There's a game that you can use for this, but it doesn't involve them carrying the cards around. Works for about 3-5 vocab terms.
Basically, you arrange the (say 5) vocab flashcards on the board vertically and number them from "Level 1" to "Level 5" from the bottom up. Assign a motion to each card/word and practise them whilst saying the full target expression with the vocab plugged in. Then, you tell everyone they are "Level 1".
The way it works is the students walk around the room making the motion (but have the motions discreet so it can be ambiguous which they are performing). When two students meet, they can ask each other "How's the weather?" and then respond with the answer that matches their level. Once they've both asked and answered, if they are of the same level (as determined by the answers), they may play Rock Paper Scissors. The winner goes up one level (capped at 5) and the loser goes down one level (capped at 1) thus changing "their" vocab word.
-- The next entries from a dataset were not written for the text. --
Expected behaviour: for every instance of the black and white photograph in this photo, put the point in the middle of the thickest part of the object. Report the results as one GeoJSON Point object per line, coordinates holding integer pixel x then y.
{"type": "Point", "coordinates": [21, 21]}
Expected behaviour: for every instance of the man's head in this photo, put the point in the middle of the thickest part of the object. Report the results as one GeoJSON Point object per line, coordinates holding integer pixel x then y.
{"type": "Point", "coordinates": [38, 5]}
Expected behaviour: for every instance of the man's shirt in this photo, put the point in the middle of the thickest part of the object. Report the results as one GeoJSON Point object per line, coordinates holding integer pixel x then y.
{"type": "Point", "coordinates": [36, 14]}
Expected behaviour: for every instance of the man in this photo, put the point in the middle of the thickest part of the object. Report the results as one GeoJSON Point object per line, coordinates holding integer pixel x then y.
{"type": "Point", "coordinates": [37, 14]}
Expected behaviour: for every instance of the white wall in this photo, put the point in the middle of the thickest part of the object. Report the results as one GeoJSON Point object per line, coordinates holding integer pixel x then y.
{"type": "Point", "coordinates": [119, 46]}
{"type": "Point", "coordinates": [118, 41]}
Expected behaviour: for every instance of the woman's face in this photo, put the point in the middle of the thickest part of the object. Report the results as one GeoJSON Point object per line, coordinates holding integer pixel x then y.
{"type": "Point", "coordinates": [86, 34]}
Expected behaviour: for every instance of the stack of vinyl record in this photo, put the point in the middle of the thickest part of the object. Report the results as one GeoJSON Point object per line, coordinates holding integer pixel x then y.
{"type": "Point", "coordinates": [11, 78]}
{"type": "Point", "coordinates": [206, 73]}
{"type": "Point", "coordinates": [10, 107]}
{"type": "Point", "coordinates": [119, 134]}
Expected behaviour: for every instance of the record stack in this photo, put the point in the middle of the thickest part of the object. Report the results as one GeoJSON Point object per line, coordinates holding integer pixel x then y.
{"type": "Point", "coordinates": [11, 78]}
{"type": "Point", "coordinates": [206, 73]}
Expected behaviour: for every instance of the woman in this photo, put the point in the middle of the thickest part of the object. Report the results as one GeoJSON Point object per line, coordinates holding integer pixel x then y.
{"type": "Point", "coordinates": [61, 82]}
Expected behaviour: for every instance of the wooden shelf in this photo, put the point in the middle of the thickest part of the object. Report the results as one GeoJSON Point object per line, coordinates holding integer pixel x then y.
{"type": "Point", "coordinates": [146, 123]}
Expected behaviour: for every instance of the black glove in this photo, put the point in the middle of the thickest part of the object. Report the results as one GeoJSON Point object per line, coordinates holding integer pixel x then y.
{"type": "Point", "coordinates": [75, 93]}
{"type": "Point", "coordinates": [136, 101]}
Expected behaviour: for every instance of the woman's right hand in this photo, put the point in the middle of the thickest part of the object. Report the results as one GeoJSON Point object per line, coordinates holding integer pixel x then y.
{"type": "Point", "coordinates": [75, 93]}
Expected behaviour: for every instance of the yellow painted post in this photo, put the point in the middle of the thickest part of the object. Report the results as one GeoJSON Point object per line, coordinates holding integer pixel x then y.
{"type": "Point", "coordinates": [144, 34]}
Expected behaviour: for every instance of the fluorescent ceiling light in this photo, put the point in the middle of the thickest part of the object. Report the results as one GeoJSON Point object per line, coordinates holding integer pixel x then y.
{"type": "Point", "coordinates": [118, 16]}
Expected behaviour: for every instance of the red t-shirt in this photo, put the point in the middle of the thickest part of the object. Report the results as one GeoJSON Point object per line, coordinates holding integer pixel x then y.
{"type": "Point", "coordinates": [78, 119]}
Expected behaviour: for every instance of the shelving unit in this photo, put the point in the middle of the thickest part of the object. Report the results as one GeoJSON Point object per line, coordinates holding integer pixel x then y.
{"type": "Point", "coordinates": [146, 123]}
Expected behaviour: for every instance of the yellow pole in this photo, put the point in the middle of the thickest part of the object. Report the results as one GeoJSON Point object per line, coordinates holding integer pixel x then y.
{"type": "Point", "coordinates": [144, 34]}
They keep playing until time is up. Join in to make sure they use English and the "Level 5"s don't sit out. When time runs out, the winners are those at the level cap (or closest to).
I'll also second Dwae's point that there doesn't have to be a winner. Yes, Korean students are indoctrinated over and over that "foreign teacher must play games" (sigh) but the solution to this is just to dress up any production activity as a "game". Winners or not, call it a game and they'll think it's a game. The focus on any production activity you design should be on making it student-centred and making it difficult to impossible to play without using English. This is the reason why I feel stuff like the Yut boardgames in those YBM textbooks are garbage - give students a game where the English is superfluous and they'll just play it in Korean. Doubly so if it's a Korean game.